All tool signatures and return shapes are identical across backends, so callers never need to know which platform they're on.

Auth path is Claude CLI OAuth via claude-agent-sdk — costs ride on a Claude Max subscription, no ANTHROPIC_API_KEY needed.


Install

As a Claude Code plugin

/plugin marketplace add Lifecycle-Innovations-Limited/desktop-act
/plugin install desktop-act@desktop-act

Via the claude-ops launcher

If you already have claude-ops, its bundled desktop-act-launcher.py auto-clones this repo into your per-user cache ($XDG_CACHE_HOME/desktop-act-mcp on Linux) the first time the /ops:desktop skill fires.

Manual

git clone https://github.com/Lifecycle-Innovations-Limited/desktop-act.git
# Point your MCP host at desktop-act/mcp-server/run.sh (stdio transport)

The first invocation auto-bootstraps a Python venv at ${CLAUDE_PLUGIN_ROOT}/.venv (or $DESKTOP_ACT_VENV if set) from requirements.txt.

System dependencies

Linux (X11Backend)

You need an X11 stack and a VNC server reachable as Xvnc (TigerVNC):

# Amazon Linux 2023 / RHEL / Fedora
sudo dnf install -y tigervnc-server websockify metacity xterm python3

# Ubuntu / Debian
sudo apt install -y tigervnc-standalone-server websockify metacity xterm python3-venv

Optional but recommended: openbox, xdotool, firefox, nautilus, libreoffice (whatever GUI apps you want to drive).

macOS (MacBackend)

Input is driven by cliclick; everything else (screencapture, osascript, open) is built into macOS.

brew install cliclick
# Optional — for a live noVNC view bridged off built-in Screen Sharing:
brew install websockify   # (or: pip install websockify)

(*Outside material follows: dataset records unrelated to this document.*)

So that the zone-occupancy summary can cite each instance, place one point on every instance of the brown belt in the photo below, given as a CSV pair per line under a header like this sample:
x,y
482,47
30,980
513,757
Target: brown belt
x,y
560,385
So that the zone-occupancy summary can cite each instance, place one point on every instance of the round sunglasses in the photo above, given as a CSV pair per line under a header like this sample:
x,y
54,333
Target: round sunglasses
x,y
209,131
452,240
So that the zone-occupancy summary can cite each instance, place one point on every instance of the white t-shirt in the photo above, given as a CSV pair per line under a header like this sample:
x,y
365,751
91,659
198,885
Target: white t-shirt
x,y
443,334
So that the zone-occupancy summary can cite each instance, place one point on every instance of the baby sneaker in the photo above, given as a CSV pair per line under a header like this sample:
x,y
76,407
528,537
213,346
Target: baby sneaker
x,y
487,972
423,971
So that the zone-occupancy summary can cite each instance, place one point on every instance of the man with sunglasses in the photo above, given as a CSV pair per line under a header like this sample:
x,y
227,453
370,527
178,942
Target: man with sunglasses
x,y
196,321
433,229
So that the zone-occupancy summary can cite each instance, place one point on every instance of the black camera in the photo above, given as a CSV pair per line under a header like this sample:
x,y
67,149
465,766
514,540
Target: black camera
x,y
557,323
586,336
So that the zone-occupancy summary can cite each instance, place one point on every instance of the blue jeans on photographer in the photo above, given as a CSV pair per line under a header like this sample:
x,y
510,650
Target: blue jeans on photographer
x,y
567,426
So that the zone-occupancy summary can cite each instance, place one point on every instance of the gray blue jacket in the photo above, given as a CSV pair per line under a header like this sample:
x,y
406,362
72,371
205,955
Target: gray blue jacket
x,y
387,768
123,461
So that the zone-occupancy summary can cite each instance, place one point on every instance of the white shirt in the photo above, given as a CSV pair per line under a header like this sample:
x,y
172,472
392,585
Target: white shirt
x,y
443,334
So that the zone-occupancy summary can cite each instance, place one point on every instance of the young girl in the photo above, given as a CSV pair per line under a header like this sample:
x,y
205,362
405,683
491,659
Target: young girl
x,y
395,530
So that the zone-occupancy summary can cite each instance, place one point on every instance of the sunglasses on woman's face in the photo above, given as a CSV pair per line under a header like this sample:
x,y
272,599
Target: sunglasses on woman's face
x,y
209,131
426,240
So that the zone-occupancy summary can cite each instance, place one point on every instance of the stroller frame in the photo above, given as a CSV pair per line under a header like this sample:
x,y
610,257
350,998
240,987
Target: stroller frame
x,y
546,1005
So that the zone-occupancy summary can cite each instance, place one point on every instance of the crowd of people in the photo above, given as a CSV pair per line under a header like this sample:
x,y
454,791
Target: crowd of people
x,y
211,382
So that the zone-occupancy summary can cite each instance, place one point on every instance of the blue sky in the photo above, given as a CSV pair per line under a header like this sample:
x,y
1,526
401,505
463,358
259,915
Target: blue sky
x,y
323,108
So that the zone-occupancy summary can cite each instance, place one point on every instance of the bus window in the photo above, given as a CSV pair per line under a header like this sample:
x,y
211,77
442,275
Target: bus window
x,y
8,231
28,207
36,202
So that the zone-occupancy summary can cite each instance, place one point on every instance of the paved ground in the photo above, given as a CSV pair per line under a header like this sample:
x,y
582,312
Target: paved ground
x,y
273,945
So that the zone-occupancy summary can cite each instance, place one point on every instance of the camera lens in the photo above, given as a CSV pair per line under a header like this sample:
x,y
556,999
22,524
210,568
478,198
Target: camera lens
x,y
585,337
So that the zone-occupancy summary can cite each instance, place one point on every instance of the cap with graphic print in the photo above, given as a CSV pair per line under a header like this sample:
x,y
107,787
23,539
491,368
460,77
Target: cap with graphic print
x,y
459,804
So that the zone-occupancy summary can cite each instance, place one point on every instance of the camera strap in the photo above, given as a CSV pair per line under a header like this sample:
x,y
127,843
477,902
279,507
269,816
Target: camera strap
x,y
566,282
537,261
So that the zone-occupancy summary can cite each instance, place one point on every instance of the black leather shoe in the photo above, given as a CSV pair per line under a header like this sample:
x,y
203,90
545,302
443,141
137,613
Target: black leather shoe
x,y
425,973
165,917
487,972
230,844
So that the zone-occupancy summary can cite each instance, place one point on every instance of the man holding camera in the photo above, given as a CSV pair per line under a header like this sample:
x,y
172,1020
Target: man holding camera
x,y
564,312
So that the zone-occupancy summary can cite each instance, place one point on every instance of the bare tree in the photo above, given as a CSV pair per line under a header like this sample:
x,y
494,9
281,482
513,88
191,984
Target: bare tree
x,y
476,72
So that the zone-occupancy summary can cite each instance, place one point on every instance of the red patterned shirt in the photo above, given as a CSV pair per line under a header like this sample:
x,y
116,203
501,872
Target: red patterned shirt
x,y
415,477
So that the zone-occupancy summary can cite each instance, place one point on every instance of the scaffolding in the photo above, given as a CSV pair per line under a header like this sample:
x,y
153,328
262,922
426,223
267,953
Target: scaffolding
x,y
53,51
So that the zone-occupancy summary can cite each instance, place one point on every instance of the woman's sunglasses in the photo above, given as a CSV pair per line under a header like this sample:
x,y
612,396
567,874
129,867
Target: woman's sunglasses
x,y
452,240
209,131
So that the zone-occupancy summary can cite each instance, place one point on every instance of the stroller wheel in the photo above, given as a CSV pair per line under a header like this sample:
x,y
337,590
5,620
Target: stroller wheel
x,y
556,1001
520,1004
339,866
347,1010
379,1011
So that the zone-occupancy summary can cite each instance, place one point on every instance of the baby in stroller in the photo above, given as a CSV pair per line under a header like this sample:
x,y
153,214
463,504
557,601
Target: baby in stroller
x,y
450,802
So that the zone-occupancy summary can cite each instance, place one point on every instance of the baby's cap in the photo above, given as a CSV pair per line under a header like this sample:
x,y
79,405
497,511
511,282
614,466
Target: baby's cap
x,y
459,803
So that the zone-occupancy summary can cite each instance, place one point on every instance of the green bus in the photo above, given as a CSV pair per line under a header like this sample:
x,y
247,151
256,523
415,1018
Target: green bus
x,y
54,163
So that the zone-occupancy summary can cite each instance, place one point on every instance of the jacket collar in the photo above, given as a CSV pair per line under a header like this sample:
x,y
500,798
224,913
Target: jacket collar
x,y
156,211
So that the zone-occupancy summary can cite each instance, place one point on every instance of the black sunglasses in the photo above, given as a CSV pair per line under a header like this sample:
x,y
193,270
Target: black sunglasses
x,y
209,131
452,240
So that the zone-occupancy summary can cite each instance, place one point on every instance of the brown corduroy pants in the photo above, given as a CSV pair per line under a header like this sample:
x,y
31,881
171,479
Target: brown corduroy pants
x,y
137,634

Required macOS permissions (System Settings → Privacy & Security):

  • Screen Recording — for screenshot/observe/act_step (the screencapture capture path). Without it, captures fail with could not create image from display.
  • Accessibility — for click/type_text/keypress/scroll (the cliclick and System Events input path).

Grant both to the host process driving the MCP server (your terminal, Claude Code, etc.). For a live view, optionally enable Screen Sharing (System Settings → General → Sharing → Screen Sharing); acquire_desktop still returns a session without it and surfaces a vnc_hint.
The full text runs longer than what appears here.